Sten-Ove Ramberg

Personal information
- Full name: Sten-Ove Wilhelm Ramberg
- Date of birth: 20 January 1955 (age 70)
- Place of birth: Stockholm, Sweden
- Position(s): Midfielder

Youth career
- Brommapojkarna

Senior career*
- Years: Team / Apps / (Gls)
- 1973–1977: Brommapojkarna / 119 / (12)
- 1978–1989: Hammarby IF / 250 / (14)
- Total:  / 369 / (26)

International career
- 1979–1984: Sweden / 27 / (3)

= Sten-Ove Ramberg =

Swedish footballer and bandy player

Sten-Ove Wilhelm "Putte" Ramberg (born 20 November 1955) is a Swedish former footballer who played as a midfielder. He made 250 league appearances for Hammarby IF and scored 14 goals. He also made 27 appearances for the Swedish national side, scoring three times.

== Playing career ==
Being known as a technically gifted central midfielder, he started his career at IF Brommapojkarna in the lower divisions. Later he went on to play eleven years in Allsvenskan for Hammarby. He made 250 league appearances for Hammarby IF and scored 14 goals.
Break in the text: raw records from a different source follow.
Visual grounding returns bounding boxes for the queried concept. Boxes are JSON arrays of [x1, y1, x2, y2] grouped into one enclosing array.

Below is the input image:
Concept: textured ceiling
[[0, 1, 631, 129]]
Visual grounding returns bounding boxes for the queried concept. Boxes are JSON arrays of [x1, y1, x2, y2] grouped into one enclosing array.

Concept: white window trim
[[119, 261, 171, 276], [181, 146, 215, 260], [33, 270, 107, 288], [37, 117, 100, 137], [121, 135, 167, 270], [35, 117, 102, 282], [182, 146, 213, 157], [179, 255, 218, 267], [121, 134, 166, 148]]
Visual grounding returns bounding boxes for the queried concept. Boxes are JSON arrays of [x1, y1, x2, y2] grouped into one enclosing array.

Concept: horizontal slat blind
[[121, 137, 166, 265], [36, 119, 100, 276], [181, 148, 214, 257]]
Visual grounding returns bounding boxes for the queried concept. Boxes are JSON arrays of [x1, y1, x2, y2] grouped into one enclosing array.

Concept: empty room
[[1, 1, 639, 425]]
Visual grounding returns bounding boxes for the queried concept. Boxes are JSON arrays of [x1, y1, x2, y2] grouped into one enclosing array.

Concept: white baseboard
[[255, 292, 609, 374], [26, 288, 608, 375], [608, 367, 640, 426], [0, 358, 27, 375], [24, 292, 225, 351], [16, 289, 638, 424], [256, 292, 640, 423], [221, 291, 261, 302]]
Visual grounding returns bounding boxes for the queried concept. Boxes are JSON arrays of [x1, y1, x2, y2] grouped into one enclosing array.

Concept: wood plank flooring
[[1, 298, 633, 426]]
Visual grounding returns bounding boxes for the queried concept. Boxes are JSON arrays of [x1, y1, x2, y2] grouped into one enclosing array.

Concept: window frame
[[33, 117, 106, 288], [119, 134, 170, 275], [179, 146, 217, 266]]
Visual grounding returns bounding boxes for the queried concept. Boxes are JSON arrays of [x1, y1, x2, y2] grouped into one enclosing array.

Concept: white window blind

Ramberg also made 27 appearances for the Swedish national side, scoring three times.

== Post-playing career ==
After ending his football career, Ramberg went on to work as an assistant manager at Brommapojkarna between 1993 and 1996. Since the beginning of the 2000s he has worked at the state owned gambling company Svenska Spel, managing their popular football product called "Stryktipset".

== Legacy ==
In 2004, Ramberg was voted as the seventh best player ever in Hammarby's history. In 2015, he also got inducted to the Hall of Fame at Brommapojkarna.

== Bandy career ==
Ramberg was also a gifted player in the sport of bandy, representing Hammarby IF Bandy whilst still being an active footballer. In 1978, he also earned two caps for the Swedish national bandy team.